İlk hafta geldi çattı, mazareret te bulamadım çare yok Ahmet'e ayıp olmasın diye kursa gittim. Birde baktım ki tüm kadro eksiksiz orada. Diğer kursiyerlerde geldi 25 kişi kadarız, üç dört saat ders iki teneffüs. Çocuklar gibi eğlenceli okul yıllarına döndük. Kaptan ehliyetli iki hoca var. Gönüllü olarak bu işi yapıyorlar. Biraz akılda kalanla biraz kitaba bakarak birşeyler anlatıyorlar ama kafalar habire karışıyor! Hocalardan biri yaşlı bir emekli bey ilk yelkenlisini almış, Marmaris'te demirli, eşi ile artık uygun mevsimlerde evi yelkenli olacak. Anlatırken mutluluktan uçtuğunu görebiliyorsunuz ister istemez gıpta etmeye başlıyorsunuz.
Diğer hoca daha genç, bir mimar ve her halinden bu işten zevk aldığı belli. Bu iki hoca son derece zerafet dolu sözlü anlatım ve vücut dili ile sınıfı adeta fetettiler ve her ders tam mevcut ile sınıf bir araya geliyordu. Tekneleri ve bizi ilgilendiren sloop ya da kesirli arma yelkenliyi tanıdık. Rüzgarları, yelken ile teknenin nasıl yürüdüğünü, dünyanın bazı coğrafi özelliklerini, deniz milinin nereden, knot tabirinin nereden çıktığını vs vs herşeyi yavaş yavaş öğrenmeye, yelkenler fora tabirinin aslında yanlış kullanıldığını, çok duyulan pupa yelken seyrinin en istenmeyen olduğunu, düğümleri, demir atma prensiplerini, navigasyon gibi daha derin mevzuları denizde çatışmayı önleme kurallarını yani deniz trafiğini ve trafik işaretlerini, fenerleri, harita okumayı, haritaya göre pusulanın gösterdiği yönü düzeltip gerçek duruma çevirmeyi, yol vermeyi, nezaket kurallarını, vs, vs öğrenmeye başladık.

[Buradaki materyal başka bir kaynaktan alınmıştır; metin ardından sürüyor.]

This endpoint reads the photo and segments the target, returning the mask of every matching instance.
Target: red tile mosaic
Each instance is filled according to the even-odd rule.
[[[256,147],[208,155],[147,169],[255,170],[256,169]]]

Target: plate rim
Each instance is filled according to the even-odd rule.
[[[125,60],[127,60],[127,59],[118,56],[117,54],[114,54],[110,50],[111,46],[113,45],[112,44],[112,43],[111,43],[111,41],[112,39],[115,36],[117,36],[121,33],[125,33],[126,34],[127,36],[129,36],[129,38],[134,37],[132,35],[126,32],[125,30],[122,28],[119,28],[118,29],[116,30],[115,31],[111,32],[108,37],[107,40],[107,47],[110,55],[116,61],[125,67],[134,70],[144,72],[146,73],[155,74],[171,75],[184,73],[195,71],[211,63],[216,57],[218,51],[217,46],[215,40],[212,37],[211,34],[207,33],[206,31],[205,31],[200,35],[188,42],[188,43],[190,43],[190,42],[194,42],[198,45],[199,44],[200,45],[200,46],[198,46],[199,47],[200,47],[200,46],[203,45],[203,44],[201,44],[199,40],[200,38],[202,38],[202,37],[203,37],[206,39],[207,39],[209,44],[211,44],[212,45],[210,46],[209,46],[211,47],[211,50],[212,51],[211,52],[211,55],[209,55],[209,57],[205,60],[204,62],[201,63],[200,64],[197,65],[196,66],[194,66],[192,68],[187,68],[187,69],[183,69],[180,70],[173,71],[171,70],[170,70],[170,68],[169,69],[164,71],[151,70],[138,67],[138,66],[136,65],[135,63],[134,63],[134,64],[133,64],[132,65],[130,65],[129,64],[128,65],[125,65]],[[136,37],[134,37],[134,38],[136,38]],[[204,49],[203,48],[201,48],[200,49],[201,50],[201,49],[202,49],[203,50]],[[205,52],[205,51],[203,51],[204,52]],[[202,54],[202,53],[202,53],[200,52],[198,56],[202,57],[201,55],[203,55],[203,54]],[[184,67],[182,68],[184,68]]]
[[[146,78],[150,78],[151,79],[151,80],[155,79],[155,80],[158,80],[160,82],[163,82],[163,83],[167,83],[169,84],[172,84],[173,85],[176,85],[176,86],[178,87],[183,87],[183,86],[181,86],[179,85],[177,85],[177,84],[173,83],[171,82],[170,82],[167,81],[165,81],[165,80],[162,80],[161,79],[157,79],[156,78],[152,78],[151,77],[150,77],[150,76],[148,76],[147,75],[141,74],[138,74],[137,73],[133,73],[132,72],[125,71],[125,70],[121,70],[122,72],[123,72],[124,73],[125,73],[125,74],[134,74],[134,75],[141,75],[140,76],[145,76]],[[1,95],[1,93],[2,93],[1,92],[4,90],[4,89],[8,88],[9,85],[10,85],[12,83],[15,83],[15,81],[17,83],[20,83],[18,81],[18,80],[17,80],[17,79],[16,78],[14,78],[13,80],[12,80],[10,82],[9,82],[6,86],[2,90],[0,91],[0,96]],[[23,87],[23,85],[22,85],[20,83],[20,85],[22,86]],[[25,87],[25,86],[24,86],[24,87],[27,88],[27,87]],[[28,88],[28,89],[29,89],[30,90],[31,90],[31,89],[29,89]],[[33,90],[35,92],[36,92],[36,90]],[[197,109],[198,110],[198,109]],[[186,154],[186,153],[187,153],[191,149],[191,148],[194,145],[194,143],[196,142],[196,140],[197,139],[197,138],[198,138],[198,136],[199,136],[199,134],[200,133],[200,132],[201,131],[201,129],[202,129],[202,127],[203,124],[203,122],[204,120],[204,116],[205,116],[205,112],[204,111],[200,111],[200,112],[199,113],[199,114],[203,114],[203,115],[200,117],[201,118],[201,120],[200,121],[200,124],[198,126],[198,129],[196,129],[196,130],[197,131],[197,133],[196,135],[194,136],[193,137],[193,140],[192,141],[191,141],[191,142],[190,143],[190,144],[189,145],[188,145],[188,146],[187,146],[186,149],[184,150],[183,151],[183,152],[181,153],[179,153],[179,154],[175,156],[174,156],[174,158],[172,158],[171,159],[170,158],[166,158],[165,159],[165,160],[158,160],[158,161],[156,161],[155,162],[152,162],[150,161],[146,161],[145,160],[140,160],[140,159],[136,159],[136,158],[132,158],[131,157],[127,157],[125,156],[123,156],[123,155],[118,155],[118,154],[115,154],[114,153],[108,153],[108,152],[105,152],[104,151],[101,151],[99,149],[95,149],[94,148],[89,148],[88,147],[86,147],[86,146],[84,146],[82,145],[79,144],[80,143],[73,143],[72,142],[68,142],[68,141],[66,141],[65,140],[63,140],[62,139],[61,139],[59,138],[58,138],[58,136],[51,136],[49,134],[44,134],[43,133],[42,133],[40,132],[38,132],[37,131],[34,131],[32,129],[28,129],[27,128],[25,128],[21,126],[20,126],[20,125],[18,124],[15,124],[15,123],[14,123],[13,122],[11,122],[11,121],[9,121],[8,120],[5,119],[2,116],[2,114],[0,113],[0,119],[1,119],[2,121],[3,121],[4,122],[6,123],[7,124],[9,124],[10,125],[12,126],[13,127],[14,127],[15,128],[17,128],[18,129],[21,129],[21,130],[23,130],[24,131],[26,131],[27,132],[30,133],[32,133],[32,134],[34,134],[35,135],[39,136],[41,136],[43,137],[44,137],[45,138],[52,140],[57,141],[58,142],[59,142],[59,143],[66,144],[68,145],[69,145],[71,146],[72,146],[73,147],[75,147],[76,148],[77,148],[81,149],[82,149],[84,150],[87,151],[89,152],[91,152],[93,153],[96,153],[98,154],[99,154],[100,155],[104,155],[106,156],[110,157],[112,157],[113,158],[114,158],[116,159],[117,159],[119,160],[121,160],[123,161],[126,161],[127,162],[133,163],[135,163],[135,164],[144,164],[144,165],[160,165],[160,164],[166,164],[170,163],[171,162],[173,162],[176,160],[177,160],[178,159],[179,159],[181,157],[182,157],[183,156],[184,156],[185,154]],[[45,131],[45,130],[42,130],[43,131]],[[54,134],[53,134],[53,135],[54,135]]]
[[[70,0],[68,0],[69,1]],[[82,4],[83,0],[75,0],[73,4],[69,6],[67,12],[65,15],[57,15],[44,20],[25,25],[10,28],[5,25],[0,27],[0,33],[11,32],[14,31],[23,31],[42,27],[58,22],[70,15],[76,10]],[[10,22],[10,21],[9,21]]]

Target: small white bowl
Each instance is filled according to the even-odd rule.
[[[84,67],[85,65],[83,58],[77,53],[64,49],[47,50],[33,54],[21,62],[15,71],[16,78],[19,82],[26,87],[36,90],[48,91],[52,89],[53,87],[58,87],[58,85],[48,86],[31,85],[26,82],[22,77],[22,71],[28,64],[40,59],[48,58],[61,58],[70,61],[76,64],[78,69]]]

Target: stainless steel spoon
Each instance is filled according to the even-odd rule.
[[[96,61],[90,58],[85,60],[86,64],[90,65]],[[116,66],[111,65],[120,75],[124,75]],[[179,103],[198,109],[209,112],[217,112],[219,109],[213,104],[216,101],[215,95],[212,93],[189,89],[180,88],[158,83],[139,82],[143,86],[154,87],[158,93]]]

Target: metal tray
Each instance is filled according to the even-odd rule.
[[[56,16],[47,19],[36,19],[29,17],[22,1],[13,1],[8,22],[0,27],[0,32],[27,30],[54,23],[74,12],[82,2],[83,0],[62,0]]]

Derken birden bire fark ettim ki rüzgar nereden eserse essin bir yelkenli istediği yöne gidebiliyor. Denizi tanımak, sevmek, anlamak bambaşka anlamlar kazanmaya başladı zihnimde. Rakı balık, dingin manzaranın hazzı, gibi kısır sevgi unsurları yok oldu. Eğer denizi tanır ve bir miktar huyunu suyunu bilirseniz, koca dalgalar ve sert rüzgarlar korkutmuyor sadece saygı uyandırıyor. İnsan korkmaktan ziyade tabiatın her zaman insandan güçlü olduğunu anlayıp ve saygıda kusur etmemek gerektiğini anlıyor. İşin şakası yok!
Değerli büyüğümüz, usta denizci ve benim sayın meslektaşım Sadun Boro ne güzel demiş: "Fırtınaları aşarak teknesini ve yolcularını sağ sağlim limana ulaştıran kaptan usta değildir, usta, o havada hiç çıkmamasını bilen kaptandır"!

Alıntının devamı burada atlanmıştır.